Portrait : Allan Ramsay - Portrait de Jean-Jacques Rousseau. © National Galleries of Scotland. Manuscrit : Discours sur l'origine et les fondements de l'inégalité parmi les hommes, 1754. © Bibliothèque nationale de France, département des Manuscrits, Français 12760, f. 615.

La voix de Rousseau et son écho

Cet homme est trop vivant à mes yeux pour que je songe à le ressusciter.
Alain, bicentenaire de la naissance de Rousseau

Lire Rousseau, d’abord, parce que c’est beau !

Parlant de Rousseau au cours d’un entretien avec Didier Eribon, Levi-Strauss, en 1988, avoue que la lecture de Rousseau « l’embrase ». Comme Flaubert, il admire, avant tout, le style de Rousseau : « il dit en cinq mots ce que je dirai en quinze » mais cette beauté du style semble engendrer chez lui une méfiance : « Marx et Freud me font penser. A la lecture de Rousseau, je m’embrase. Dans ma perception, j’aurais du mal à faire le partage entre le subjectif et l’objectif. »

Flaubert remarquait avec humeur qu’il y avait une haine du style, une haine en fait de la littérature comme si la beauté d’un texte empêchait à tout jamais son auteur d’être pris au sérieux dans le domaine scientifique, philosophique, politique et de la même manière dans les lettres écrites de la montagne Rousseau en butte au même préjugé écrivait : « je prie les lecteurs de vouloir bien mettre à part mon beau style et d’examiner seulement si je raisonne bien ou mal ; car enfin de cela seul qu’un auteur s’exprime en bons termes je ne vois pas comment il peut s’ensuivre que cet auteur ne sait ce qu’il dit. »

Hier comme aujourd’hui, aujourd’hui peut-être encore plus qu’hier, Rousseau philosophe, Rousseau botaniste, Rousseau musicien, Rousseau penseur rigoureux sont regardés avec condescendance par tous ceux qui, comme le Levi-Strauss de quatre-vingts ans, n’acceptent pas ou plus d’être dérangés par un « vieux drôle », ainsi l’appelle Flaubert, un « ours », qui vient bousculer leurs certitudes dans tous les domaines.
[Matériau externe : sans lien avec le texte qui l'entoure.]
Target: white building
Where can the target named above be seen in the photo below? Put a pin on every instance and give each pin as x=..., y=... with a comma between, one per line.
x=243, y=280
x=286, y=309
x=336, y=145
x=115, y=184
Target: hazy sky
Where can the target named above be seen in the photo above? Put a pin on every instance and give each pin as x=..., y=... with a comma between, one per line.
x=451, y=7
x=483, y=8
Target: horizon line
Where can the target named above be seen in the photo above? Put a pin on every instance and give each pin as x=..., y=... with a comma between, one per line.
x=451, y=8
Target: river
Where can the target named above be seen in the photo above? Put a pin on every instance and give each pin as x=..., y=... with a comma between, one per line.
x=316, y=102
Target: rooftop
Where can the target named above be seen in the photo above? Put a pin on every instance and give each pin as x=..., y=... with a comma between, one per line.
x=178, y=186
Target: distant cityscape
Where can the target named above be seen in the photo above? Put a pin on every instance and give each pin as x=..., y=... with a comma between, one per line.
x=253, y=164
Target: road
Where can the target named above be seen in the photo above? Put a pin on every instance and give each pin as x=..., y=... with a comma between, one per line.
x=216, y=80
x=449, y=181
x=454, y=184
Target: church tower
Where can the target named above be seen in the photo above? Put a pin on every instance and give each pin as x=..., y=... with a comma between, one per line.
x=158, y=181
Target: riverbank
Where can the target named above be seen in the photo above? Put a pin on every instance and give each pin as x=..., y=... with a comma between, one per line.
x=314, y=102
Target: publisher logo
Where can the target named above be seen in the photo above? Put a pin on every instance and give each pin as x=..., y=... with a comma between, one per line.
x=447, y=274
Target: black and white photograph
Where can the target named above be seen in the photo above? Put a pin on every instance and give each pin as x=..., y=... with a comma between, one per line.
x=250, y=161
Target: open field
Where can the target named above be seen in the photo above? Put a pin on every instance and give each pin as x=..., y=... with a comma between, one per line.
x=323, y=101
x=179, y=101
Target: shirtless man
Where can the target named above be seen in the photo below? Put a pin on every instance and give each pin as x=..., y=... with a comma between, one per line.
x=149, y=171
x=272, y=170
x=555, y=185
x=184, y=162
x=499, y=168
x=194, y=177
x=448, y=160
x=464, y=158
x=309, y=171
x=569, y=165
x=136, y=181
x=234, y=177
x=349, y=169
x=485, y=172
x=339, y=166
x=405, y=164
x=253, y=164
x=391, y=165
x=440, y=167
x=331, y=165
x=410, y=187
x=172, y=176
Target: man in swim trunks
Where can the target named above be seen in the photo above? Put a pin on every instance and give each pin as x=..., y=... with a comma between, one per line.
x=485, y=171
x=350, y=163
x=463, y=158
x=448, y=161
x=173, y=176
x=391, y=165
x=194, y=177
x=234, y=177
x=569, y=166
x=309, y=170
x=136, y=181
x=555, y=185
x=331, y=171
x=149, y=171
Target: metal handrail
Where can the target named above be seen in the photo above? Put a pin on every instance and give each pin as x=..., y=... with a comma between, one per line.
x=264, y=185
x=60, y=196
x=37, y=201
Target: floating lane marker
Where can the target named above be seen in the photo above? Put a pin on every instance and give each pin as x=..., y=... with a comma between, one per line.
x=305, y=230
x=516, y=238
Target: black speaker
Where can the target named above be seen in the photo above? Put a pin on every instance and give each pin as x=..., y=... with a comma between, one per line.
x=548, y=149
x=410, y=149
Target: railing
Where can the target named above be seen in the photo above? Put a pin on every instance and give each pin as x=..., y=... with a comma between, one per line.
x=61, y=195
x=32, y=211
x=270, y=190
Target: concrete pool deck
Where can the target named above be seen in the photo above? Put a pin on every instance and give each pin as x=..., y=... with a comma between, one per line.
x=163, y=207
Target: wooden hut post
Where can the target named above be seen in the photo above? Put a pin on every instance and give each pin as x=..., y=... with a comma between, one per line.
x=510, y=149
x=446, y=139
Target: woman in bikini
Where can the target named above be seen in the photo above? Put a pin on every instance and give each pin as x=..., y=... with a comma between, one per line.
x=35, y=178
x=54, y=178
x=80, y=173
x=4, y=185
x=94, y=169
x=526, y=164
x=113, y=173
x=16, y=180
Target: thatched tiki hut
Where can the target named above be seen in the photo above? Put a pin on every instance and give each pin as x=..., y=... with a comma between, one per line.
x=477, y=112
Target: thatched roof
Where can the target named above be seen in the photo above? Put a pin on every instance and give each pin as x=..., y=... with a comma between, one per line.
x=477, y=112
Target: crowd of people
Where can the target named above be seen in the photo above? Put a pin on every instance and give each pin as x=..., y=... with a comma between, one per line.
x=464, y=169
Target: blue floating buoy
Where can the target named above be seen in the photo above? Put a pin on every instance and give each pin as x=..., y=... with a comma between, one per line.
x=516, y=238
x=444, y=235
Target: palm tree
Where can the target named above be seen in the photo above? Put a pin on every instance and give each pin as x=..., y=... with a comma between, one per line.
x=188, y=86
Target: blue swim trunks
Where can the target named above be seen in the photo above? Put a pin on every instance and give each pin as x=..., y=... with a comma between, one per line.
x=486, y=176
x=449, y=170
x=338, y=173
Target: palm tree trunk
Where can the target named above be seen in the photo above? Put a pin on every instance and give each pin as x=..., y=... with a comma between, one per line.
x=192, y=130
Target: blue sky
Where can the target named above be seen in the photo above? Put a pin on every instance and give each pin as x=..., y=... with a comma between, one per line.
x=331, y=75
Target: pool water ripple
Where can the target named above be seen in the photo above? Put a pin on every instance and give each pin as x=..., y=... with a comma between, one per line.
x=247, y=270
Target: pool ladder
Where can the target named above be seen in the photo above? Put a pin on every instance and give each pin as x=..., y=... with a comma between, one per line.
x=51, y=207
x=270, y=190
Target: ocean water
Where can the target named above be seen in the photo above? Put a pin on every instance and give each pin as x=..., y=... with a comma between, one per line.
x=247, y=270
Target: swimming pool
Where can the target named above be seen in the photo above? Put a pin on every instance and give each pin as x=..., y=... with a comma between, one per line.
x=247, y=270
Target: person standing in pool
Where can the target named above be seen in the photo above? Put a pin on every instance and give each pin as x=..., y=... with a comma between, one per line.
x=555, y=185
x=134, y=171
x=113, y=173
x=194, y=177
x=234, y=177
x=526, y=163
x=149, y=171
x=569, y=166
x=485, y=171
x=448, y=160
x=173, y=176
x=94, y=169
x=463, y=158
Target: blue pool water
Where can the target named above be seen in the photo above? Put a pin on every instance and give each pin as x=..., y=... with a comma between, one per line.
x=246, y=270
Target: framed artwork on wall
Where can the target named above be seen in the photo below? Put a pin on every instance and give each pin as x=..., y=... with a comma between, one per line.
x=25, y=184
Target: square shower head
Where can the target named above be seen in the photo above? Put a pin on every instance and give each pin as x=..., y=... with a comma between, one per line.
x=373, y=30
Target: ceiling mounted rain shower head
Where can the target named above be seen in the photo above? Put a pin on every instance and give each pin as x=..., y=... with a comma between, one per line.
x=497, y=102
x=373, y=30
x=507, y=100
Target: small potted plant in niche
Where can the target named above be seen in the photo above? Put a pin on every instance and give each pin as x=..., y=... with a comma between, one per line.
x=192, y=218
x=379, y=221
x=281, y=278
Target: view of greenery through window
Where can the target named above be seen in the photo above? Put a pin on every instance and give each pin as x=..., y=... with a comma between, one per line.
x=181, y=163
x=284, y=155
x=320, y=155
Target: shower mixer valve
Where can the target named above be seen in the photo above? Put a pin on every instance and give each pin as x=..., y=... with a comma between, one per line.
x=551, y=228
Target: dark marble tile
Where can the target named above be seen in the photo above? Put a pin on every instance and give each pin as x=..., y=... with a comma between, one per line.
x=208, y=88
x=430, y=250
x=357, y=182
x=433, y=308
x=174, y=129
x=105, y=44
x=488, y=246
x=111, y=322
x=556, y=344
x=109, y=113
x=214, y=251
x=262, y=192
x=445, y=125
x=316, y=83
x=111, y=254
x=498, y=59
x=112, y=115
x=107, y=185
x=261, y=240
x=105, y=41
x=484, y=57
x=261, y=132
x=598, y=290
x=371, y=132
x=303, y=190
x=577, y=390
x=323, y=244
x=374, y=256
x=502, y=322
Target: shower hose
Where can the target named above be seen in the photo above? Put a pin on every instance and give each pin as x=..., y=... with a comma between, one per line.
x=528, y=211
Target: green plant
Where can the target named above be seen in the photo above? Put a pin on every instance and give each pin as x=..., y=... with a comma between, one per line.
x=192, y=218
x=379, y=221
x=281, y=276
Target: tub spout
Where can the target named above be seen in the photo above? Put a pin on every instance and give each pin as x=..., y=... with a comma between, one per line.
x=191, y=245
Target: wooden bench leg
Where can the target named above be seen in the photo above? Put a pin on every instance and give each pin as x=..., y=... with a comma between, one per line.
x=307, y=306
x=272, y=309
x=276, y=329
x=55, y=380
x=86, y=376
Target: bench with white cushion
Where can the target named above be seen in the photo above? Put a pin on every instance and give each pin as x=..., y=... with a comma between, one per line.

Pourtant avec quelle passion, trente ans auparavant, dans Tristes tropiques, Levi-Strauss rendait hommage, au nom de tous les ethnologues passés et à venir, à celui en qui il voyait le fondateur de leur discipline : « Rousseau notre maître, Rousseau, notre frère, envers qui nous avons montré tant d’ingratitude, mais à qui chaque page de ce livre aurait pu être dédiée, si l’hommage n’eût pas été indigne de sa grande mémoire. »

Maurice-Quentin de La Tour  – Portrait de Jean-Jacques Rousseau. © Musée Antoine-Lécuyer, 1876-0009.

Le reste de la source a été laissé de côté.